There were both Transcendentalist and anti-trinitarian elements in Greeley’s Universalism. Among his friends were Ralph Waldo Emerson and Henry David Thoreau. Greeley had a Transcendentalist belief that “an Omniscient Beneficence presides over and directs the entire course of human affairs, leading ever onward and upward to universal purity and bliss, and all evil becomes phenomenal and preparative.” Illustrative of Greeley’s anti-trinitarianism is his assertion in his later years that, along “with the great body of Universalists of our day (who herein differ from the earlier pioneers of our faith), I believe that ‘our God is one Lord’ . . . and I find the relation between the Father and the Saviour of mankind most clearly and fully set forth in that majestic first chapter of Hebrews, which I cannot see how any Trinitarian can ever intently read, without perceiving that its whole tenor and burden are directly at war with his conception of ‘three persons in one God.'” Having recorded his decided belief, he added tolerantly, “I war not upon others’ convictions, but rest satisfied with a simple statement of my own.”

In 1872 Greeley’s life came to a sad and bitter end. During his campaign for the presidency Republicans had ridiculed him for his clothes, shambling gait, and absent-minded manner and portrayed him as a traitor (for his earlier criticisms of President Lincoln), a fool, an ignoramus, and a crank, weak in judgment and nerve. He was pilloried in merciless cartoons by Thomas Nast and others. Grant won the election in a landslide, with Greeley victorious in only six border and Southern states. He described himself as the “worst beaten man who ever ran for high office.” While he was campaigning, his colleague at the Tribune, Whitelaw Reid, stripped him of his editorial powers. Just before the election his wife died. The combined effect of these disasters led to a complete physical and mental breakdown.

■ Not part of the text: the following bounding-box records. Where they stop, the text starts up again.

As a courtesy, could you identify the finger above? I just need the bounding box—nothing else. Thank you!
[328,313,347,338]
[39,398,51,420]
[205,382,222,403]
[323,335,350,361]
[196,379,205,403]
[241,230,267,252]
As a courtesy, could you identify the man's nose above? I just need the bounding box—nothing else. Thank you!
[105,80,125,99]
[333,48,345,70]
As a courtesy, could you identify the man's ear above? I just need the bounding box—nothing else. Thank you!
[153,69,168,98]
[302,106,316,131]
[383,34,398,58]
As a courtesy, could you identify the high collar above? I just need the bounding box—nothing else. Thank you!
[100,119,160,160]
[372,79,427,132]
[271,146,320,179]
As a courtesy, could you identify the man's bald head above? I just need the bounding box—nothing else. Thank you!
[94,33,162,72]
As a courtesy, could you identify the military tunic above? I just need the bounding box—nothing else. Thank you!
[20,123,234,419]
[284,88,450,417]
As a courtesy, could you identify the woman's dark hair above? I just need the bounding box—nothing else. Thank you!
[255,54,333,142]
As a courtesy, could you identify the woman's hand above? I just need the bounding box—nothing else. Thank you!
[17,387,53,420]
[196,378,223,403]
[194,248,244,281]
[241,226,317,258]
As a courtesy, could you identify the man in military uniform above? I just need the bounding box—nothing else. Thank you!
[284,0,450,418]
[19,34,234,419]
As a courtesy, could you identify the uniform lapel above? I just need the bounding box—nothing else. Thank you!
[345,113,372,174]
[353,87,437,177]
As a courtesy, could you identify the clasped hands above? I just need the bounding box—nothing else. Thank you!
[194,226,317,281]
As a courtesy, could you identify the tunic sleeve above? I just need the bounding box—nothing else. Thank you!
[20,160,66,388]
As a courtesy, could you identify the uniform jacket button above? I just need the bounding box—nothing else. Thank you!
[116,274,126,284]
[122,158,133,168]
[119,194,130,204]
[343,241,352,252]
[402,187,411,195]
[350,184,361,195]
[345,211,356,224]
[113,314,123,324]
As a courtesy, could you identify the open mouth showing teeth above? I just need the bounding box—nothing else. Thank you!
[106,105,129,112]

He died soon afterwards.

Death

Greeley’s funeral, led by Chapin at the Church of the Divine Paternity on December 4th, was attended by many notables, including the president, vice president, members of the cabinet, the mayor, and three governors. On that occasion, and since that time, Greeley has been remembered as his country’s greatest newspaper editor, an outstanding popular educator, and a notable champion of the downtrodden and dispossessed.

Sources

There are Greeley papers at the Library of Congress and at the New York Public Library. Greeley was a prolific writer: besides his newspaper articles he wrote a number of books, including Hints Toward Reforms (1850), Glances at Europe (1851), A History of the Struggle for Slavery Extension or Restriction in the United States (1856), An Overland Journey, from New York to San Francisco in the Summer of 1859 (1860), The American Conflict, 2 vols. (1864 and 1866), and What I Know of Farming (1871). Along with Thomas J. Sawyer and Octavius Brooks Frothingham he contributed to The religious aspects of the age, with a glance at the church of the present and the church of the future, being addresses delivered at the anniversary of the Young Men’s Christian Union of New York (1858). For a detailed bibliography consult Suzanne Schulze, Horace Greeley: A Bio-Bibliography (1992).

Greeley wrote a great autobiography, Reflections of a Busy Life (1873, reissued 1971). There have been numerous biographies. Among these are James Parton, The Life of Horace Greeley (1855); L. D. Ingersoll, The Life of Horace Greeley (1873); William Harlan Hale, Horace Greeley: Voice of the People (1950); and Erik S. Lunde, Horace Greeley (1981). There are biographical entries in standard reference works: by Allan Nevins in Dictionary of American Biography (1931) and by Eric S. Lunde in American National Biography (1999). For material on Greeley’s relations with Universalists and Transcendentalists see Russell Miller, The Larger Hope, 2 vols. (1979 and 1985); Charles A. Howe, “Under Orders from No Man: Universalist Women Ministers Before the Civil War” and “Not Hell, But Hope,” The John Murray Distinguished Lectures, 1987-1991, Murray Grove Association (1991); Richard Eddy, The Life of Thomas J. Sawyer and of Caroline M. Sawyer (1900); Lindsay Swift, Brook Farm (1961); Perry Miller, The Raven and the Whale (1956); Henry Seidel Canby, Thoreau (1958); and Laurie James, Men, Women, and Margaret Fuller (1990).